Si soy puntual o
metódico, cada mañana el mismo mensaje publicitario que da la radio me acompaña
justamente en idéntico tramo del camino. Cuando la gran ciudad va quedando
atrás una suave voz femenina canta en inglés: me quedo con “lovely” y la
imaginación recrea un patio lleno de naranjos y una bailarina agita una
pandereta, mientras cae una suave lluvia de pétalos de rosa.
Ya se puede viajar
sin escalas desde Valencia a Estambul.
Y me veo en ese hipotético día en que me
dirijo a la agencia de viajes para contratar el vuelo y el hotel; o quizás a la
luz de una amable lámpara haciendo la reserva por internet con la tarjeta de
crédito preparada encima de la mesa; y desde la ventana del hotel contemplo el
gran templo de Santa Sofía y el Bósforo.

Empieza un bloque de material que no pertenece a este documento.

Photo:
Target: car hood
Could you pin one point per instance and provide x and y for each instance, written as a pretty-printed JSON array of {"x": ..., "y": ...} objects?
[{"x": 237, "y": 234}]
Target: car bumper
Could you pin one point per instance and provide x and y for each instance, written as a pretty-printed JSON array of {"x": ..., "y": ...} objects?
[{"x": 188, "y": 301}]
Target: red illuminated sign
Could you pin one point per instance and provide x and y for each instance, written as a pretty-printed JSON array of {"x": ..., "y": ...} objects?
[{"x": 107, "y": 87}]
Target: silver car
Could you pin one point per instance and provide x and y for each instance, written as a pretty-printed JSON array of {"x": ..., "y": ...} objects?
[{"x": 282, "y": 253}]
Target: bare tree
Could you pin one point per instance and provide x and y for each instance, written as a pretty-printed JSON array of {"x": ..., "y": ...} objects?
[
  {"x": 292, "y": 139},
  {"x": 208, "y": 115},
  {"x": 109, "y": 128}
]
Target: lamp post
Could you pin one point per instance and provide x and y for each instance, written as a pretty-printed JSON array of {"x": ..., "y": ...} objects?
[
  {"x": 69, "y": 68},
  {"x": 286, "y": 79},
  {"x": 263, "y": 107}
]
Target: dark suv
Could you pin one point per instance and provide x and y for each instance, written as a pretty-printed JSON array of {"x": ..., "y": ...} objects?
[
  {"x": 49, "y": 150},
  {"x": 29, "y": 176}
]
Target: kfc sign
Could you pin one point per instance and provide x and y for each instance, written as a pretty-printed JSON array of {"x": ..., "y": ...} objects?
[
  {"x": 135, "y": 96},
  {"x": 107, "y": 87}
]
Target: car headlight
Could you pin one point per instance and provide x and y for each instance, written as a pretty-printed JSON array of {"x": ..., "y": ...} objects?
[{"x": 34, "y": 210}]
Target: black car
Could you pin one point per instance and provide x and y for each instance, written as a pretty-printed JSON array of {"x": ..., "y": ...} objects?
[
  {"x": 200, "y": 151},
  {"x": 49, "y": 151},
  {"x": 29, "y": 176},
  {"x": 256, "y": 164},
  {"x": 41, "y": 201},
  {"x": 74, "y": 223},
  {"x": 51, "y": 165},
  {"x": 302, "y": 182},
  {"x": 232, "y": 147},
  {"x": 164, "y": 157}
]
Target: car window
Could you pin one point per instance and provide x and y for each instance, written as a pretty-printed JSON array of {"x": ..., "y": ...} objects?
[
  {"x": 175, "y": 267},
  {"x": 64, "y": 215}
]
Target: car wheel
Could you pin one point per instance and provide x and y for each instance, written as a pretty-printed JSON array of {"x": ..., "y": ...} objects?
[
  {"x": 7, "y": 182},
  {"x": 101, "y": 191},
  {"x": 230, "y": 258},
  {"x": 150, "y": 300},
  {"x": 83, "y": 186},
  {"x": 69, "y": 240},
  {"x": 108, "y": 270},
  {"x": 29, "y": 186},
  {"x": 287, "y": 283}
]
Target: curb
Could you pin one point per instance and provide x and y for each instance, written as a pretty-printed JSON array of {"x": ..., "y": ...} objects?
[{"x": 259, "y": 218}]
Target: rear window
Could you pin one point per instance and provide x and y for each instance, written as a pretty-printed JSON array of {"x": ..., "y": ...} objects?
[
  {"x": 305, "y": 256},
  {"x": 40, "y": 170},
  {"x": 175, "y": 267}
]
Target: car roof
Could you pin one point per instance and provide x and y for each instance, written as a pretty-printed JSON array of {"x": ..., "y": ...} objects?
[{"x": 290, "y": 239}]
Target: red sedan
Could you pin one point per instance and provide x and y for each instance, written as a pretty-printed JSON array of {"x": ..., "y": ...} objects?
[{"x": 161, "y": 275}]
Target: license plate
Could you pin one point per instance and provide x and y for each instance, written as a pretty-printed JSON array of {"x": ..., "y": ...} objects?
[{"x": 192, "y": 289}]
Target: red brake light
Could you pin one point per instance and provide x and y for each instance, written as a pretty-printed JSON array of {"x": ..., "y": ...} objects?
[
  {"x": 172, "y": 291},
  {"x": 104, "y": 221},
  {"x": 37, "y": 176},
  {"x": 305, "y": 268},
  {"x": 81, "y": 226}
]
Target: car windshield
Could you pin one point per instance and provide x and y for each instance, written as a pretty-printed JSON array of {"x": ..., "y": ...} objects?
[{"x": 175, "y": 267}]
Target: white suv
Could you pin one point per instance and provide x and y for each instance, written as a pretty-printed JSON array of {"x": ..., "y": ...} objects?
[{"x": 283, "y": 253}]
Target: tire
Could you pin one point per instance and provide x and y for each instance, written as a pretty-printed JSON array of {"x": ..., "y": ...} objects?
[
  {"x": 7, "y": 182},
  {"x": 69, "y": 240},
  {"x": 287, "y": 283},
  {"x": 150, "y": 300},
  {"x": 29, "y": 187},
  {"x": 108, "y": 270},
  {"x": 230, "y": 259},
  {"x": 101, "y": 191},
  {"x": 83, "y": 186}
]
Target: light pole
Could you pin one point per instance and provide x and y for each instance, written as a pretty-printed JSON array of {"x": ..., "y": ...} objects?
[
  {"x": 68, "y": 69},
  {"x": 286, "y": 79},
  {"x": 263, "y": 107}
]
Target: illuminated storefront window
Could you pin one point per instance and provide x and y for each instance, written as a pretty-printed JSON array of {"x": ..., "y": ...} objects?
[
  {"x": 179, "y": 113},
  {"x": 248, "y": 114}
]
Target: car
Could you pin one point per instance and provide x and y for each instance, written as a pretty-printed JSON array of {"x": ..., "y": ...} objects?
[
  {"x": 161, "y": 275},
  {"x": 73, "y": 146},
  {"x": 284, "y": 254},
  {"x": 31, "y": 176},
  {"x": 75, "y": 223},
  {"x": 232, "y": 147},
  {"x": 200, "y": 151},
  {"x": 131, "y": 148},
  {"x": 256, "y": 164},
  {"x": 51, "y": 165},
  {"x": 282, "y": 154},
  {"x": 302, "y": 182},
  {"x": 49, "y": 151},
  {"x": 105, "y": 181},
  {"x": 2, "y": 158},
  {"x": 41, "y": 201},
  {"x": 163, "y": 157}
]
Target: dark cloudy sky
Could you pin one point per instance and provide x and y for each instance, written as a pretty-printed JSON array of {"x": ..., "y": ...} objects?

Asia y Europa en una mirada. Y en
quién me acompañará en ese viaje.
Pero un coche se cruza para abandonar la
autovía en la siguiente salida, me hace frenar e imagino las tres luces rojas
de mi vehículo vistas desde atrás. Un ligero fastidio me habla de que habrá
muchos inconvenientes para volar a Estambul, que la indolencia me vencerá y que
ni siquiera iré a renovar mi pasaporte, y quizás nunca contemplaré las aguas
del Bósforo desde la habitación del Four Seasons Istanbul.